Screening of oca and wild tuber-bearing accession EE259 by direct sequencing
Direct sequencing of ncpGS from accessions of cultivated oca and the wild tuber-bearing taxon using internal primers was employed at first to test whether all of the sequence classes (possible homeologues) found among the cloned sequences were present in a larger sample and later to confirm that the cloned class A sequences had derived from contamination. In the course of this screening of direct sequences, one other anomalous result was encountered. In eight out of nine oca accessions it was possible to confirm the presence of sequence classes B, C, and D. However, direct sequences of accession 02·08 showed no sign of the two characters, an indel and a substitution (positions 38 and 49, respectively, in Fig. 3; and positions 503 and 654 in alignment), that distinguish the class C sequences. The absence of this sequence class from accession 02·08 was confirmed by direct sequencing of two separate preparations of PCR products (from the same template genomic DNA), each of which comprised pooled products of 35 amplification reactions. Thus this plant has sequence classes B and D, but does not have class C.

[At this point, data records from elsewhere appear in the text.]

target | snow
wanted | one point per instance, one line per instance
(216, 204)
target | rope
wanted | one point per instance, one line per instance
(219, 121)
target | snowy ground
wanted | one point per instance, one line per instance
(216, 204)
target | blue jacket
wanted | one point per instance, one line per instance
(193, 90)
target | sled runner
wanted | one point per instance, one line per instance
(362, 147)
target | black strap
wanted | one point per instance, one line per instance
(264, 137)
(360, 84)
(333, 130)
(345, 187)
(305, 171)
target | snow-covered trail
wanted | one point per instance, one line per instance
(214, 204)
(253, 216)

Variation was also observed among direct sequences of ncpGS of three additional plants from the Bolivian wild tuber-bearing populations, only one of which (EE260) was collected from a locality relatively close to that of EE259. All three plants lacked two autapomorphies found in the cloned individual EE259 (a 20-base deletion and a nearby substitution) that distinguish the class B sequences of EE259 from those of oca. Thus, the class B sequences of these other three plants are better matches with those of oca than are the cloned class B sequences of EE259. Additional variation appears in the form of an apomorphic character state that occurs (as heterozygous) in two of the four plants. Little can be concluded from this variability at this level of sampling. However, it does indicate that diversity among the wild populations may allow future studies to identify which were involved in the origins of cultivated oca and to study the possibility of multiple origins of polyploidy or domestication.
| DISCUSSION |
|---|
|
|
|---|
The paucity of information about oca makes the interpretation of its sequence data even more complicated. Unlike the situation in more thoroughly studied polyploid crops, there are no prior hypotheses of its origin derived from morphological or cytological data for the molecular data to test and some of the cytological reports are conflicting. Most recent workers have found oca to have 2n = 8x = 64 in well over 100 oca accessions from diverse areas of the Andes (de Azkue and Martínez, 1990
; Medina Hinostroza, 1994
; Valladolid, Arbizu, and Talledo, 1994
; Valladolid, 1996
; Vinueza Vela, 1997
). Vinueza Vela (1997)
grouped oca chromosomes into eight homologous sets according to their form and banding pattern, but homeologous genomes were not distinguished. However, there have been conflicting chromosome counts reported in both older and more recent reports (e.g., Heitz, 1927
; Talledo and Escobar, 1995
; Hayano Kanashiro, 1998
). Lower euploid chromosome numbers have been reported for some cultivated oca accessions, notably from communities in areas of Bolivia where wild tuber-bearing populations occur (Guamán, 1997
). Screening of ploidy levels in ten cultivated oca accessions by flow cytometry found that these plants had DNA contents roughly four times that of diploid species in the alliance, thus confirming that they are in the octoploid range (Emshwiller, 2002b
). This does not preclude the possibility of aneuploidy, however. Vegetative propagation and dispersal by humans mean that oca may not be under the same selection pressures to regain fertility by reducing meiotic abnormalities that operate in seed-propagated species. It is also possible that populations of different ploidy levels were domesticated or that the octoploid level was reached after original domestication at lower ploidy levels. Further screening of other oca cultivars may resolve whether some have different ploidy levels.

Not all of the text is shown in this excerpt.